Cerramos con una de esas propuestas que dan sentido al Festival de Cannes. Me refiero a Cow de Andrea Arnold, directora inglesa habitual del festival, donde ha presentado películas tan notables como Fish Tank (2009) o American Honey (2016). En Cow Arnold -que también está en Cannes presidiendo el jurado de la sección Un certain regard- se aleja de la ficción para adentrarse en el documental, digamos, experimental. Y es que si el año pasado tuvimos en Gunda (2020) de Viktor Kosakovskiy, el retrato de un cerdo de granja, en Cow lo tenemos de una vaca (de varias vacas, en realidad, pero Luma es la protagonista involuntaria de la cinta).
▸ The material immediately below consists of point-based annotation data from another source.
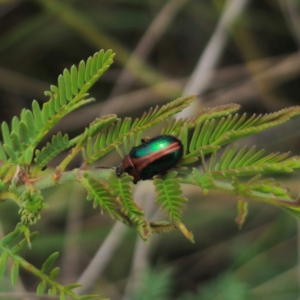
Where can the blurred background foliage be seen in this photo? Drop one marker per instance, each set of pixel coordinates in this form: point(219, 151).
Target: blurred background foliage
point(250, 57)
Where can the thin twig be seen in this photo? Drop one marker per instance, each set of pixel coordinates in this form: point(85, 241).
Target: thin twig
point(156, 29)
point(101, 259)
point(202, 75)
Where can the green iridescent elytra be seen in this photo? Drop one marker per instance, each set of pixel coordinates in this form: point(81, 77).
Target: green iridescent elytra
point(152, 157)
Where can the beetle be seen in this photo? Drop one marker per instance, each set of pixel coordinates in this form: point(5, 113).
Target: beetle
point(154, 156)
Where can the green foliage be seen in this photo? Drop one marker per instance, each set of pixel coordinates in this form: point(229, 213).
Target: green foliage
point(226, 287)
point(154, 284)
point(242, 172)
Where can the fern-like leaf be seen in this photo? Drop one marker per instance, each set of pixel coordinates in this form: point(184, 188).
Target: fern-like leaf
point(98, 191)
point(58, 144)
point(26, 133)
point(115, 134)
point(121, 188)
point(247, 162)
point(169, 195)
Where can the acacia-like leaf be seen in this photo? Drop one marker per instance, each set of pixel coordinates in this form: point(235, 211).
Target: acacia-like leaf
point(3, 263)
point(14, 272)
point(169, 195)
point(49, 262)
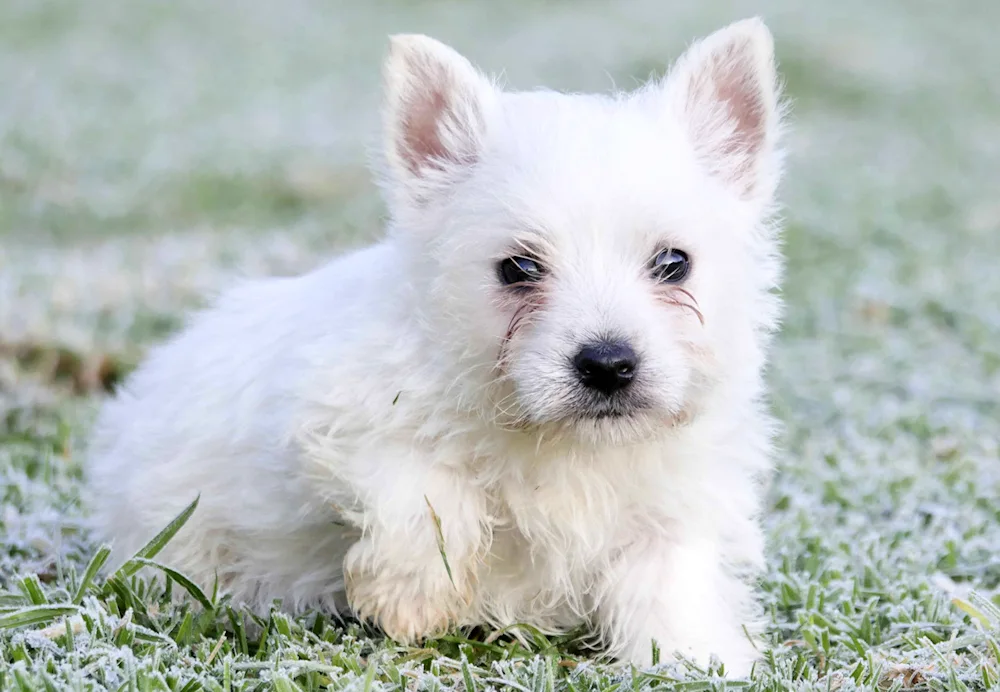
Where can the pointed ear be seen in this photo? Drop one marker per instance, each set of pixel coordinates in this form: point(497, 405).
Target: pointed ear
point(724, 88)
point(435, 108)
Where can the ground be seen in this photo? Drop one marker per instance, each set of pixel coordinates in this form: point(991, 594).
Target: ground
point(149, 152)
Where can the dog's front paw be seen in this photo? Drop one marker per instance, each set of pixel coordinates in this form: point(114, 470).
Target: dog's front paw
point(409, 606)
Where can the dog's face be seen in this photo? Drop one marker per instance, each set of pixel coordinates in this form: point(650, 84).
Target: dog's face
point(603, 262)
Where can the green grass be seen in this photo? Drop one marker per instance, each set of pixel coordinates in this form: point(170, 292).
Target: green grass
point(150, 152)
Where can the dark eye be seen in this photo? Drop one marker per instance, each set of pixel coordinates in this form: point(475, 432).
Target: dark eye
point(671, 266)
point(519, 270)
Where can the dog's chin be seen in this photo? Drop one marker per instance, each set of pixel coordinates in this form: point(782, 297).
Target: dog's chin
point(612, 425)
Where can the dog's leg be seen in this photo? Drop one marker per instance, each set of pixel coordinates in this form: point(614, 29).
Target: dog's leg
point(679, 594)
point(413, 572)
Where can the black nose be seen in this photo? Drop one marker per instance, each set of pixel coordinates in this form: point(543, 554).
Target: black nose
point(606, 366)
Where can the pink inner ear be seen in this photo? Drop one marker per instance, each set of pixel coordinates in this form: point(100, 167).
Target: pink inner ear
point(422, 143)
point(731, 81)
point(736, 86)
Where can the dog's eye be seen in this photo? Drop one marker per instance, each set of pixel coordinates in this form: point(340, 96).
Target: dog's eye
point(519, 270)
point(671, 266)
Arnold sigue a lo largo de los años la vida en bucle de la misma -alimentarse, parir, separarse de su ternero, etc-, acercándose lo máximo posible al animal, bien segmentándolo con su mirada, bien poniéndose a la altura del mismo, para integrar lograr al mismo tiempo colarse en su universo y que tengamos radical constancia física del mismo. Película sin diálogos (si acaso tiene mugidos), que huye de la abstracción contemplativa a lo Jonas Mekas, para buscar construir un relato sosegado y, a la vez, emotivo de la naturaleza atrapada (y condenada) en granjas de engorde, reproducción y sacrificio. Mucha gente se salió de la sala, otros tantos se durmieron y otros tantos aplaudimos a su cierre (aunque el plano final de la película es lo que menos me ha gustado de la misma).